Wolk e seu livro teriam sido melhor atendidos se ele tivesse reunido um tipo diferente de vingadores, os estudiosos pioneiros que já estão fazendo exatamente esse tipo de pesquisa: Anna F. Peppard, Brian Johnson, Adilifu Nama, Ramzi Fawaz, Frederick Luis Aldama e Julian Chambliss.
Quão mais convincente seria o capítulo “Mestre do Kung Fu” de Wolk se ele tivesse implantado o inovador “Obsceno Oriental” de Sylvia Shin Chong para iluminar por que tantos americanos estavam especialmente ansiosos por heróis do kung fu após a Guerra do Vietnã. (As artes marciais, explica Chong, tornaram-se uma forma de a masculinidade americana se endurecer e ganhar domínio sobre o trauma da violência asiática provocada pela Guerra do Vietnã.) Os insights de Chong teriam nos dado uma compreensão melhor não apenas do quadrinho como um todo mas também do trauma que assombra Shang Chi ao longo da série, um trauma que interessa profundamente a Wolk, mas que pertence tanto à nação que produziu e consumiu Shang Chi quanto ao próprio herói.

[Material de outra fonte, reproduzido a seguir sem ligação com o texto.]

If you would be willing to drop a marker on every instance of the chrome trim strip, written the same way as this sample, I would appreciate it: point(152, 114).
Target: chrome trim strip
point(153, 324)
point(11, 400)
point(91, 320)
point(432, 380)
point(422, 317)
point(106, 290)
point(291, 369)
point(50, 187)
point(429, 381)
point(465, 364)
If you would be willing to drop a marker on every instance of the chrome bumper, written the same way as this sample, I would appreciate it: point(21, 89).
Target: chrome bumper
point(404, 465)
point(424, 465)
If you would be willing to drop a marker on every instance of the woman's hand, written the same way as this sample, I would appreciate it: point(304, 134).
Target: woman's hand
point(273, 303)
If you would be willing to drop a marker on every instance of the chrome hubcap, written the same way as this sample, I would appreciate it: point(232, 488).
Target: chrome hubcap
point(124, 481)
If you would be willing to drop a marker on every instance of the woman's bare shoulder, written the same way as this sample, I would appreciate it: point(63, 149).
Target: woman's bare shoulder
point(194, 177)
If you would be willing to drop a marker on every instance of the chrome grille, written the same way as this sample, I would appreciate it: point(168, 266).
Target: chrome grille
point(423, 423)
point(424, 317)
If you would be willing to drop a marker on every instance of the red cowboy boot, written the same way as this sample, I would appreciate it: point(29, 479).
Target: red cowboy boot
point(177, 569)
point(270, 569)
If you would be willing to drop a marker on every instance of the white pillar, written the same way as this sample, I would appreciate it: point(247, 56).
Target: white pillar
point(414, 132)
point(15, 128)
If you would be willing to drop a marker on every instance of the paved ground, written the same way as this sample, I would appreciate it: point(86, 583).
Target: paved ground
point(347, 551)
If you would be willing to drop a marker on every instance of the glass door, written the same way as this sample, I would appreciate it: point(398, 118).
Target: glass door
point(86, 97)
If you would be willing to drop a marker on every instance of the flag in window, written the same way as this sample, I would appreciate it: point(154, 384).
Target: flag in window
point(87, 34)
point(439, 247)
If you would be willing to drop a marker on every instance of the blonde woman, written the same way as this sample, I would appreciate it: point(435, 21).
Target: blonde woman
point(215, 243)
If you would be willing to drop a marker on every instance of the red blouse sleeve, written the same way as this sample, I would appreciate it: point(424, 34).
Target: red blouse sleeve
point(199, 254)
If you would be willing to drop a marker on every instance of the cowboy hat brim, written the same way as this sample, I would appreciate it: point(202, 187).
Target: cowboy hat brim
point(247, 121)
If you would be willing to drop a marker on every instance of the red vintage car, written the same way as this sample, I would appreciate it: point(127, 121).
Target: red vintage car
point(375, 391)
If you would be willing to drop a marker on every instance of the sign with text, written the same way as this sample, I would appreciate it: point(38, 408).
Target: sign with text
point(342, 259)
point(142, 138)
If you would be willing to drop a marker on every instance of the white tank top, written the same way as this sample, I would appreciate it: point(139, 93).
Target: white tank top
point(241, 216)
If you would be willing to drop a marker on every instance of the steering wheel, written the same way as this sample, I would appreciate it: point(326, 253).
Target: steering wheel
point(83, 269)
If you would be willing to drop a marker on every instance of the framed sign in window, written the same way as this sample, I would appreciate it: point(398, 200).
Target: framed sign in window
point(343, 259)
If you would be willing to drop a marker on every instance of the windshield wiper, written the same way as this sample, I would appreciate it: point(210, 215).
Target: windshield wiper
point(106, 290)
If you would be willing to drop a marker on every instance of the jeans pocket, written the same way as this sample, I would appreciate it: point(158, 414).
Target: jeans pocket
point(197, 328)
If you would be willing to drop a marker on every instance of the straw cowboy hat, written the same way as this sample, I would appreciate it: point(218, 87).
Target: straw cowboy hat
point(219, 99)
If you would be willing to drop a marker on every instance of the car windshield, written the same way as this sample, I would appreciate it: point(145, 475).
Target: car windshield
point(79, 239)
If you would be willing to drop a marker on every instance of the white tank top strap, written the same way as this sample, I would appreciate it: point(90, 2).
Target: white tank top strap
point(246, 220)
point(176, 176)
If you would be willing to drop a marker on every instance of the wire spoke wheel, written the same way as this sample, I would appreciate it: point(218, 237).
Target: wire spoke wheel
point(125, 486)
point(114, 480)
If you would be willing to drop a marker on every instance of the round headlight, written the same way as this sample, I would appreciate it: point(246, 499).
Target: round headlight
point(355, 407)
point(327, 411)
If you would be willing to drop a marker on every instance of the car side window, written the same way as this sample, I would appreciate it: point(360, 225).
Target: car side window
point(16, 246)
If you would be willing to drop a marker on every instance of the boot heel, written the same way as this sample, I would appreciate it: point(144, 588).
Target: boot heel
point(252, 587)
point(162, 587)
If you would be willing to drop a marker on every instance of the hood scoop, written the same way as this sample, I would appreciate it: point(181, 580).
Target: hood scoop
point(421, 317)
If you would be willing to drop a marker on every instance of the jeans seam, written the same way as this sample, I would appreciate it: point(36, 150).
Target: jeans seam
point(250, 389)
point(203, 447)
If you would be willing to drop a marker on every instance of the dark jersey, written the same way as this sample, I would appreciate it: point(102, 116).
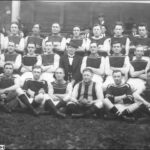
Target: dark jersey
point(35, 85)
point(47, 59)
point(112, 91)
point(29, 60)
point(93, 62)
point(10, 57)
point(14, 38)
point(6, 82)
point(59, 88)
point(38, 42)
point(122, 40)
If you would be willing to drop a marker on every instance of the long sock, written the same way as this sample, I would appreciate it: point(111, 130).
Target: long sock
point(61, 104)
point(91, 110)
point(113, 110)
point(50, 106)
point(71, 108)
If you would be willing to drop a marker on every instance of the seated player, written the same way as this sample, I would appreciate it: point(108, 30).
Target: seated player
point(138, 69)
point(37, 91)
point(50, 61)
point(118, 36)
point(11, 56)
point(143, 40)
point(71, 63)
point(86, 98)
point(78, 41)
point(28, 61)
point(117, 61)
point(11, 93)
point(102, 42)
point(60, 90)
point(59, 42)
point(95, 63)
point(35, 38)
point(16, 38)
point(119, 99)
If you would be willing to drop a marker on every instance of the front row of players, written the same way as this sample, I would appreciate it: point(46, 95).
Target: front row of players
point(58, 99)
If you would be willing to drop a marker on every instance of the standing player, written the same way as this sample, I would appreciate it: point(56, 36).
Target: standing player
point(117, 61)
point(35, 38)
point(118, 36)
point(95, 63)
point(28, 61)
point(143, 40)
point(11, 56)
point(78, 41)
point(59, 42)
point(16, 38)
point(71, 63)
point(49, 63)
point(102, 42)
point(138, 70)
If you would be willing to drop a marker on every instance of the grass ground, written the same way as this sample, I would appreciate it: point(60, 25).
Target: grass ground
point(23, 131)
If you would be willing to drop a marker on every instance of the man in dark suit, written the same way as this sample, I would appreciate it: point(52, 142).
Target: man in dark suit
point(71, 63)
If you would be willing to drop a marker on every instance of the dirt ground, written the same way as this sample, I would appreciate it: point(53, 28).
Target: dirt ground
point(23, 131)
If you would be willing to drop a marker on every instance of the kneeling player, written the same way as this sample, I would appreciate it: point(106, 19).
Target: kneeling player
point(37, 91)
point(119, 99)
point(87, 97)
point(10, 91)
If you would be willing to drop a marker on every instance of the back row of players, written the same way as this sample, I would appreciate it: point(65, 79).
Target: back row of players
point(100, 54)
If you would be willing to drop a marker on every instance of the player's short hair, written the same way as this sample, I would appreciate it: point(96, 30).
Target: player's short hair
point(117, 42)
point(88, 70)
point(119, 23)
point(31, 43)
point(142, 24)
point(37, 24)
point(8, 64)
point(117, 71)
point(148, 71)
point(36, 67)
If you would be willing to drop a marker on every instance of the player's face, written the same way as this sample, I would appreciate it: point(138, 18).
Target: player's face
point(118, 30)
point(97, 31)
point(148, 78)
point(93, 48)
point(76, 31)
point(71, 50)
point(31, 48)
point(36, 29)
point(36, 73)
point(117, 78)
point(87, 76)
point(139, 52)
point(14, 29)
point(142, 31)
point(103, 29)
point(55, 28)
point(11, 47)
point(48, 47)
point(59, 74)
point(8, 70)
point(116, 48)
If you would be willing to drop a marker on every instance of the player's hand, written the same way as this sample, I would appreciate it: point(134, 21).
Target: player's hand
point(3, 96)
point(41, 91)
point(31, 93)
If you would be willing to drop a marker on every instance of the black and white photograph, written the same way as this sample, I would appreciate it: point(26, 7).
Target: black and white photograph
point(74, 74)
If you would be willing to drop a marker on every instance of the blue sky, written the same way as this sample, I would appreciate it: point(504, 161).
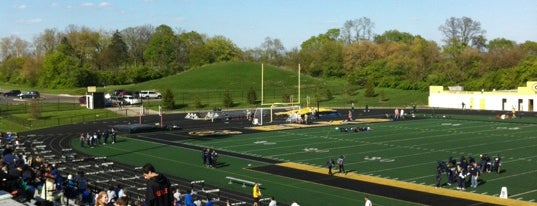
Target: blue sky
point(248, 22)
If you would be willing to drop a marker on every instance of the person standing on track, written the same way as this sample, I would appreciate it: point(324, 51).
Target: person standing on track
point(256, 192)
point(158, 190)
point(341, 164)
point(330, 164)
point(367, 201)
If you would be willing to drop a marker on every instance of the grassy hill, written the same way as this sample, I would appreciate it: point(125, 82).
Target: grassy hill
point(209, 83)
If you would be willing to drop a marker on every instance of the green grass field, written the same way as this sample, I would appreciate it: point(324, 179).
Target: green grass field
point(403, 150)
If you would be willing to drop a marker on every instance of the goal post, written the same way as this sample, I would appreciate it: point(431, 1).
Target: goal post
point(292, 100)
point(275, 112)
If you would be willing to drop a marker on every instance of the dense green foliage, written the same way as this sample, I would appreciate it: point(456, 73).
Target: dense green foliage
point(80, 56)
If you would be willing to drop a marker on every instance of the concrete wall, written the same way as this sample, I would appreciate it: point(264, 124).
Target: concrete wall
point(521, 99)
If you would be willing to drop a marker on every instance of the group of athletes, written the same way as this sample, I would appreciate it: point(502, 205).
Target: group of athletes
point(467, 170)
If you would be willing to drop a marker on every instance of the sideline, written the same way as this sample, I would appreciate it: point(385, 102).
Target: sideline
point(414, 187)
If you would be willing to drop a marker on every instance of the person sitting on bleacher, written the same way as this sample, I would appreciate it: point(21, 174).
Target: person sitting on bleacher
point(189, 199)
point(49, 191)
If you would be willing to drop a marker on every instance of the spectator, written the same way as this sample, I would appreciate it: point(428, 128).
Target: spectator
point(102, 199)
point(272, 201)
point(122, 201)
point(197, 201)
point(341, 164)
point(367, 201)
point(256, 192)
point(177, 197)
point(189, 199)
point(111, 195)
point(159, 192)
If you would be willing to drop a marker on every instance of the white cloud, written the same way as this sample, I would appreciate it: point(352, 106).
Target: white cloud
point(87, 4)
point(30, 21)
point(22, 6)
point(104, 4)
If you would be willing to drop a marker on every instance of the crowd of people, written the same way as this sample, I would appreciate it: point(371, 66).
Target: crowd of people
point(97, 137)
point(467, 171)
point(209, 157)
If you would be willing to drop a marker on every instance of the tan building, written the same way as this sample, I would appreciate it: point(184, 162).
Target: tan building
point(521, 99)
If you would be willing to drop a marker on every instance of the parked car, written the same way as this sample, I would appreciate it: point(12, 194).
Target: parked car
point(12, 93)
point(116, 101)
point(150, 94)
point(116, 93)
point(29, 95)
point(129, 99)
point(82, 100)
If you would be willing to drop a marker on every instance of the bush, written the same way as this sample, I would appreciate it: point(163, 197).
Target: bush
point(252, 96)
point(228, 100)
point(168, 99)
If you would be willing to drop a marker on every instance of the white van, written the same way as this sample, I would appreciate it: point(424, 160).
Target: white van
point(150, 94)
point(129, 99)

Alguém poderia ter imaginado um livro onde pudéssemos entender o épico dos quadrinhos da Marvel por meio de suas rasuras e distorções. Um livro que explorou as muitas histórias orientalistas da Marvel ou que revelou os abusos do Demolidor de seu “informante” turco afro-americano através das lentes de Black Lives Matter.

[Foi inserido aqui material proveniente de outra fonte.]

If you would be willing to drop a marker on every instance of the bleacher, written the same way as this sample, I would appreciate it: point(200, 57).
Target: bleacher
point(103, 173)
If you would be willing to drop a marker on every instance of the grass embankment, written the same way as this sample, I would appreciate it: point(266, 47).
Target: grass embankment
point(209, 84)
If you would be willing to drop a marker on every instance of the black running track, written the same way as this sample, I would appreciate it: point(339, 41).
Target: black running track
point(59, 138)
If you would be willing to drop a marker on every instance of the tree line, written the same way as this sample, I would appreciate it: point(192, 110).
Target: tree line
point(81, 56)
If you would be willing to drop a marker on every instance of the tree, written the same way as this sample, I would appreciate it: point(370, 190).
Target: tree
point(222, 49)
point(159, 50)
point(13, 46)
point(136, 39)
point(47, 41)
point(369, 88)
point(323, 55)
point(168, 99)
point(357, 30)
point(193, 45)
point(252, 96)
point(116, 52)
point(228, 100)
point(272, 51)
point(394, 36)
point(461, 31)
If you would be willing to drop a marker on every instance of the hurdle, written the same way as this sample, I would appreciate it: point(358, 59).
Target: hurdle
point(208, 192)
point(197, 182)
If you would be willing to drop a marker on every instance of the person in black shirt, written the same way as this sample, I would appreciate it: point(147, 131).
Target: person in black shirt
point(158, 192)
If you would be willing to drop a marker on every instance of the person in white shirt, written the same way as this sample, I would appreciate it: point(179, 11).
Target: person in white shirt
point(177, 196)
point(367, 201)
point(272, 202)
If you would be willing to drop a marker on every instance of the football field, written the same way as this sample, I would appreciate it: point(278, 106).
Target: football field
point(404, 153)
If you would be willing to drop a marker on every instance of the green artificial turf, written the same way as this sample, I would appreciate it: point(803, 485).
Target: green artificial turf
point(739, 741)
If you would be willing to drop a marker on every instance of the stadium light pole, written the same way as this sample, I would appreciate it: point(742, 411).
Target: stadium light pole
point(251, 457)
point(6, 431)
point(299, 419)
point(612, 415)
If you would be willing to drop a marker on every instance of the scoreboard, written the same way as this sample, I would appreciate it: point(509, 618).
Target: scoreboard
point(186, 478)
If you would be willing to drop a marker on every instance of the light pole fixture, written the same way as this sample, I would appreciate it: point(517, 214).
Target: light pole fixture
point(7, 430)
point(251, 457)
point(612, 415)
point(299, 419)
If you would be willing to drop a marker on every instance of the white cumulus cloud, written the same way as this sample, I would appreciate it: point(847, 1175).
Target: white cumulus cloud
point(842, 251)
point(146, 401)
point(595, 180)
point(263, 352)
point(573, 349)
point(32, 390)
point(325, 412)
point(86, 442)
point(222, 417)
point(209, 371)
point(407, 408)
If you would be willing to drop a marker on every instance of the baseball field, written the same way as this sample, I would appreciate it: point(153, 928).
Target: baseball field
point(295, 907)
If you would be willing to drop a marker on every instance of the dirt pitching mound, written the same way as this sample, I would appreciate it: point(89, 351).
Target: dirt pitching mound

Mas à parte esses sonhos de hipóteses, esse não é o livro que Wolk escreveu. O livro Wolk fez escrever é, no entanto, impossivelmente inestimável. Wolk esclarece muito do que é importante sobre nosso estranho século mutante da Marvel, provando, para emprestar de Claude Lévi-Strauss, que a Marvel não é apenas boa para se pensar, mas também, em nossa cultura, essencial.
Em seu capítulo final, Wolk descreve como ler quadrinhos da Marvel com seu filho ajudou a aprofundar seu amor. É um belo final, intensamente comovente, totalmente humano, um contraponto perfeito a todo o estranho selvagem que veio antes. É apropriado que Wolk termine seu caminho com esta nota de comunhão. Apesar de todas as suas imperfeições, os quadrinhos da Marvel deram inspiração, reconhecimento e incontáveis leitores e, em face da rejeição social mais ampla, um lar. Mesmo as comunidades que historicamente acabaram na ponta curta do bastão da Marvel encontraram profunda alegria em suas páginas – alegria reparadora que, como o traje vibranium do Pantera Negra, absorve golpes narrativos e os transforma em algo sustentador e ocasionalmente libertador. “All of the Marvels” é magnificamente maravilhoso. O trabalho de Wolk atrairá muitos mais superlativos aliterativos. Ele merece todos eles.